The sun broke through a string of raw, rainy days and a world-changing pandemic on Chicago’s Far South Side. With clouds hanging low, Roseland Community Hospital’s leadership team gathered in the shuttered cafeteria for a meeting that turned into a celebration filled with tears of joy and church-worthy testimonials.

The 134-bed safety-net hospital has been teetering on the brink of financial insolvency for years in one of the city’s poorest neighborhoods. Medicaid dominates the payer mix at 90 percent and, of course, does not come close to covering the cost of operations.

With the added day-to-day struggle of enduring the dark, yet controlled, chaos of COVID-19, the trials have intensified. Fortunately, we are blessed—in fact, the community is blessed—with a dedicated staff, some of whom have served for decades. The pride is driven by the knowledge that our underfunded hospital has tested, as of June, more than 14,000 local residents and first responders for COVID-19 using both serological and nasal swab techniques.

At that team meeting on that rainy day, a registered nurse who has served Roseland patients for 26 years stood up and raised her hand to share her own testimony. She went around the room and praised her fellow caregivers for treating our especially vulnerable population in a dangerous time. According to the Chicago Department of Public Health (2020), the Roseland neighborhood includes just 7 percent of Chicago’s population but has experienced an outsized 16 percent of the city’s COVID-19 deaths. She singled out the nurses and doctors responsible for reporting thousands of test results. She heaped thanks on cardiopulmonary techs who treated COVID-19 patients in the hospital’s always-full 10-bed intensive care unit. Then she turned to me.

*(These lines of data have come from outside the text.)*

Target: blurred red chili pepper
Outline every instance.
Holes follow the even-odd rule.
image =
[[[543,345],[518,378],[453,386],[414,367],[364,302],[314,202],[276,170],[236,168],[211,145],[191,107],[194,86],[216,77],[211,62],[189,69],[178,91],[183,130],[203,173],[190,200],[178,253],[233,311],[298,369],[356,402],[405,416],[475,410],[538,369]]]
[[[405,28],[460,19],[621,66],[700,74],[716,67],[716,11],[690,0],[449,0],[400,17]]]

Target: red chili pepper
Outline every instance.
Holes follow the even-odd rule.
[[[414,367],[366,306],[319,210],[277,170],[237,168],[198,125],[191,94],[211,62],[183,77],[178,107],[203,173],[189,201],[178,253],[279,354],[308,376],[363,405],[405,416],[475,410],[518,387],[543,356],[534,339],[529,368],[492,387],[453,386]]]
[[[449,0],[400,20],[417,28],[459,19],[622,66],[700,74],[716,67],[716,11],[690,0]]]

“You know how they say, ‘You have a dog in the fight?”’ she asked. “Well, Mr. Egan is our dog. And, boy, can he fight.”

I accepted the compliment. It was based on my stance that the state’s distribution of Medicaid funding favors claims filed over lives improved. I was about to take my fight to the state capitol when the pandemic disrupted matters. Instead, I had to pivot my turret from the struggle for funding to the all-out war against COVID-19.

Tip of the Sword

By absolute necessity and with little governmental support, we became the tip of the sword in the state’s battle to flatten the COVID-19 curve. Our emergency department was overrun, first by the closing of MetroSouth Hospital in Blue Island, Illinois, and then by ambulances dropping off patients because other emergency rooms were full. Our community was scared. So, we pitted science and fact against fear, and we continue to do that. Fortuitously, we had budgeted and armed ourselves in 2019 with new lab analysis equipment to modernize our testing capabilities. Besides cutting-edge serological tests for COVID-19 exposure, we can provide polymerase chain reaction screenings for COVID-19—all to flatten the curve on Chicago’s South Side. That investment undoubtedly has saved lives.

Heroics All Around

Facing down the deadly coronavirus requires heroics from all involved. We have developed strong bonds with local churches because the ministers and their congregations know that we are in this battle together. The hospital’s commitment to its community has been recognized and rewarded in important ways:

  • With the hospital cafeteria closed following a COVID-19 exposure, we scrambled to find three meals a day for patients and employees. The community responded—churches and businesses came through, and all were fed.
  • Despite shortages and inflated prices, we have enough personal protective equipment because we anticipated the need and continue to receive generous donations from businesses and community organizations.

Our strength is powered by a mission to serve every person who comes to our doors every day. Compassion runs wall to wall, from the clinical departments to the engineer’s office. Our staff is the backbone of an institution that will not break. Unfortunately, the economic challenges we face make it difficult to recruit staff. Nurse recruitment and retention got even more complicated for us this spring when the state opened a temporary hospital in a nearby conference center to handle COVID-19 patients.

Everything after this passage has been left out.